Fast on the heels of President Obama’s proposal to create a national data breach notification standard, yesterday, New York Attorney General, Eric Schneiderman announced that he will propose legislation that would significantly strengthen New York’s existing data security laws and establish new consumer privacy protections. Citing the “prevalence and increase of data breaches” and the need “to protect consumers and businesses,” AG Schneiderman’s proposal:
- Expands New York’s Definition of Private Information: Current New York law does not include “email addresses and passwords, security questions, medical history and health insurance information,” among other categories, as “private information” that are subject to the breach notification obligation. The proposal would add the combination of an email address and password, and an email address with a security question and answer, as “private information,” similar to the laws passed in California and Florida last year, as well as medical and health insurance information to the state’s breach notification statute.

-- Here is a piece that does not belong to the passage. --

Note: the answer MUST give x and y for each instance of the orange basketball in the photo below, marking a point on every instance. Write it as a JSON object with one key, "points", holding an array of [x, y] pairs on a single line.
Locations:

- Creates New Data Security Requirement: The proposal requires any company that “collects and/or stores” private information to adopt “reasonable security measures” to protect it, including administrative safeguards, such as training employees; technical safeguards that would identify risks to computer networks and software, prevent, detect and respond to attacks, and test and monitor systems; and physical safeguards that would protect the areas where private information is stored and ensure secure data disposal. The proposed legislation also gives any company that obtains annual third party certification showing compliance with these measures, “a rebuttable presumption of having reasonable data security,” in the event of litigation.
- Creates a Safe Harbor for Heightened Security: To incentivize companies “to implement the most robust data security,” it proposes to grant such companies “a safe harbor that could include an elimination of liability [in the face of a data breach] altogether.” In order to obtain the safe harbor designation, companies would be required to, among other things, “categorize their information systems based on the risk a data breach imposes on the information stored” and “attain a certification.” The press release about the proposal does not indicate whether it would be a self-certification or issued by a third-party, like the Attorney General’s office.
- Protects Shared Forensic Reports: The proposal would also incentivize companies to share forensic reports, created following a breach, with law enforcement officials, by keeping such reports privileged and otherwise protected from disclosure.